Section 3, of course, forbids anyone found to have participated in an anti-government insurrection from holding office. It’s almost never been enforced over the past 150 years, thanks to the collapse of Radical Reconstruction and the ensuing restoration of white herrenvolk democracy in the country. But as Raskin notes, the recent decisions in Maine and Colorado to revoke Trump’s ballot entry under Section 3, however they might translate into long-term political strategy, supply a powerful reminder of just what actually did happen on January 6, and the ongoing existential threat the movement surrounding it represents to American democracy. “I’d make the argument that Section 3 is all about fortifying and strengthening democracy,” Raskin says. “There are multiple ways of being disqualified from running for president. You can be too young—anybody under 35, like AOC or Maxwell Frost, isn’t allowed to run. You could be not a native-born citizen, which takes out Arnold Schwarzenegger. And then you can be an insurrectionist. That disqualification affects probably fewer than a dozen officials, who were elected officials who swore an oath to uphold the Constitution. That’s a category that’s not morally arbitrary, like age or where you were born. You put yourself in that category—and that’s exactly what Trump has done.”
Another pronounced irony here is that the Section 3 cases, and the other court challenges to Trump’s bid to overturn the election in D.C. district court and Fulton County, Ga., represent the very sort of legal remedy that a major contingent of Republican senators claimed to support when they fatally decided to vote against Trump’s conviction in the post–January 6 Senate trial.
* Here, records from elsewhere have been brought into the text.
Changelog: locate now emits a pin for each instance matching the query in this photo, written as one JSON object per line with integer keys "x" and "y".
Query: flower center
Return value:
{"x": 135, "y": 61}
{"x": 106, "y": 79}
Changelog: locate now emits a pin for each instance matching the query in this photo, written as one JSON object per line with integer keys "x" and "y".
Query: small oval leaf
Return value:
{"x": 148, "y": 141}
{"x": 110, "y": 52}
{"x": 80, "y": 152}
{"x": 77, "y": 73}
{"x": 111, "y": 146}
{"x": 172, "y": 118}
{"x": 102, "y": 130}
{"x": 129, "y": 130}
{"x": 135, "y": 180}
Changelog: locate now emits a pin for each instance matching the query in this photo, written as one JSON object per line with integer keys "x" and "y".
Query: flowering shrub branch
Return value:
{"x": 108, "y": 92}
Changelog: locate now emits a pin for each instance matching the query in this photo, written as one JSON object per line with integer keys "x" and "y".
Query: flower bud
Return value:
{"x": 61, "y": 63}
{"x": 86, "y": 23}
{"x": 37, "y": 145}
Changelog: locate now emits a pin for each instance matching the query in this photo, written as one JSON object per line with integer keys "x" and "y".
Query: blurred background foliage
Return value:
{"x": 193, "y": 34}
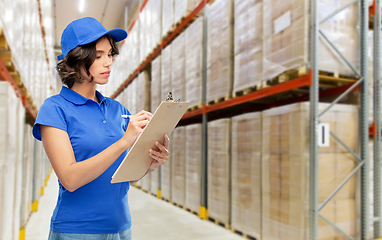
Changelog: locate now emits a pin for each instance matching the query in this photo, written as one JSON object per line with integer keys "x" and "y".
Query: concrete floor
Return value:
{"x": 152, "y": 219}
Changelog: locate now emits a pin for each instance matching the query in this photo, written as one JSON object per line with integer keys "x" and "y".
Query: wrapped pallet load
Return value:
{"x": 153, "y": 10}
{"x": 286, "y": 36}
{"x": 143, "y": 103}
{"x": 26, "y": 206}
{"x": 193, "y": 166}
{"x": 166, "y": 174}
{"x": 178, "y": 58}
{"x": 183, "y": 8}
{"x": 178, "y": 174}
{"x": 248, "y": 44}
{"x": 11, "y": 156}
{"x": 156, "y": 95}
{"x": 285, "y": 172}
{"x": 220, "y": 50}
{"x": 219, "y": 171}
{"x": 194, "y": 63}
{"x": 144, "y": 88}
{"x": 246, "y": 174}
{"x": 166, "y": 72}
{"x": 167, "y": 16}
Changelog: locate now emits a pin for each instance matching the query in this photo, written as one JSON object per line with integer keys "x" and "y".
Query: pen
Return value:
{"x": 126, "y": 116}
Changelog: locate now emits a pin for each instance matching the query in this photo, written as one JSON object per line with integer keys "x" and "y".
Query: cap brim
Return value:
{"x": 118, "y": 34}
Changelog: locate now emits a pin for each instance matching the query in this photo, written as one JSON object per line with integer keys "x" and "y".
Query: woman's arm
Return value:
{"x": 159, "y": 157}
{"x": 73, "y": 174}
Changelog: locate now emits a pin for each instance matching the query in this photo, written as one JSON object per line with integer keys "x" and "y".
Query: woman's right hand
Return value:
{"x": 136, "y": 125}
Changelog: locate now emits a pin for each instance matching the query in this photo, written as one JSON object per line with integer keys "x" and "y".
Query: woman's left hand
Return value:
{"x": 160, "y": 157}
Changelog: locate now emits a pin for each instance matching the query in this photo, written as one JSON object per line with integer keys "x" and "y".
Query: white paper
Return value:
{"x": 282, "y": 22}
{"x": 323, "y": 134}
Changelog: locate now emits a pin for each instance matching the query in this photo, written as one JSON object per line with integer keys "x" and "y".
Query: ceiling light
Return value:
{"x": 81, "y": 6}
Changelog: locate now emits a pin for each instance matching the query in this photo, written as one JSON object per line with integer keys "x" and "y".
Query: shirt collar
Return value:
{"x": 77, "y": 98}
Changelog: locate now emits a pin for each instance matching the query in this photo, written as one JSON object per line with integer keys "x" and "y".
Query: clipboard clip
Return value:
{"x": 170, "y": 98}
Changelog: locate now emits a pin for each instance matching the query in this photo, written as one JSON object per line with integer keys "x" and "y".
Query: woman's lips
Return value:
{"x": 106, "y": 74}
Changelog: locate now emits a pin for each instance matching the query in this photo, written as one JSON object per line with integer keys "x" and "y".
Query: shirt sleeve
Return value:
{"x": 50, "y": 114}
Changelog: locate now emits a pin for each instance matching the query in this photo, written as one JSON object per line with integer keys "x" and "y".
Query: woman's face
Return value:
{"x": 101, "y": 68}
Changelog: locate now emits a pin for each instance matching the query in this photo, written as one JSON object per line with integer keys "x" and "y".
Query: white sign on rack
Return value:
{"x": 282, "y": 22}
{"x": 323, "y": 134}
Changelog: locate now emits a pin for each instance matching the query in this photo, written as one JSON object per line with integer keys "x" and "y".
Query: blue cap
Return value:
{"x": 86, "y": 30}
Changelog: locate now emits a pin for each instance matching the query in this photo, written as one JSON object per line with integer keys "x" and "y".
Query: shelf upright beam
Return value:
{"x": 203, "y": 207}
{"x": 313, "y": 145}
{"x": 377, "y": 119}
{"x": 364, "y": 118}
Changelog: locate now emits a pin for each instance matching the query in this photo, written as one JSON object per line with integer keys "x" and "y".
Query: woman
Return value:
{"x": 86, "y": 138}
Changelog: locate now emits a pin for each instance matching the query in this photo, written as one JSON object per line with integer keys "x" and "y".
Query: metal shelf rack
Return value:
{"x": 311, "y": 80}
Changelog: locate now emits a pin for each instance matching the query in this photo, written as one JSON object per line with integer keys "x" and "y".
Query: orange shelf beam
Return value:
{"x": 5, "y": 75}
{"x": 266, "y": 92}
{"x": 262, "y": 93}
{"x": 164, "y": 43}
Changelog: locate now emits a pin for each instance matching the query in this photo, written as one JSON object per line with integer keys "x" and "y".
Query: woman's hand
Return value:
{"x": 160, "y": 157}
{"x": 136, "y": 125}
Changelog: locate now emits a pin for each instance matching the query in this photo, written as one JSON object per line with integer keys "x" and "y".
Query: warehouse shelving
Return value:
{"x": 20, "y": 91}
{"x": 375, "y": 12}
{"x": 310, "y": 83}
{"x": 167, "y": 40}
“The 6 Jan attack on the Capitol was far more dangerous than most realize,” Sen. Marco Rubio wrote on Twitter just ahead of his vote to acquit. “And we have a criminal justice system in place to address it.” Texas Senator John Cornyn took up the same sententious and ultimately disingenuous cry, saying, “Given that the Constitution makes legal offenses committed while in office subject to investigation and prosecution as warranted, after a President is no longer in office, I believe that is the Constitutional method of accountability.” Predictably, Jack Smith’s indictment of Trump in Washington elicited a resounding blast of silence from this same cohort—most notably Senate minority leader Mitch McConnell, who delivered a speech blasting Trump for his role in fomenting the insurrection, only to fold like a cheap card table at the time of the impeachment vote. “One has to believe that McConnell and the other Republicans who could not summon up the courage to do the right thing at trial are regretful,” Raskin says. “The Republican establishment keeps waiting for someone else to do the right thing.”
Raskin also stresses the urgency of the pending court proceedings against Trump on charges relating to January 6 and other matters. “These cases have to go forward, especially the Jack Smith insurrection case,” he says. “Trump should not be allowed to run out the clock with a bunch of frivolous arguments. It’s going to be important to see whether courts can do their job. I think that how the Supreme Court deals with Section 3 of the 14th Amendment is crucial. For a bunch of originalists and textualists, this should be an easy case. The text is unambiguous, and the original purpose was clear: to stop people who had held public office and engaged in insurrection from ever coming back into power.”
At the same time, the courts—and this Supreme Court in particular—are hardly the cavalry you’d want to rely on in today’s mounting conditions of democratic emergency. “Really, it requires every institution in society to do its job,” Raskin says. “That includes the courts, the House and the Senate, and the state governments. But above all, it requires the people.”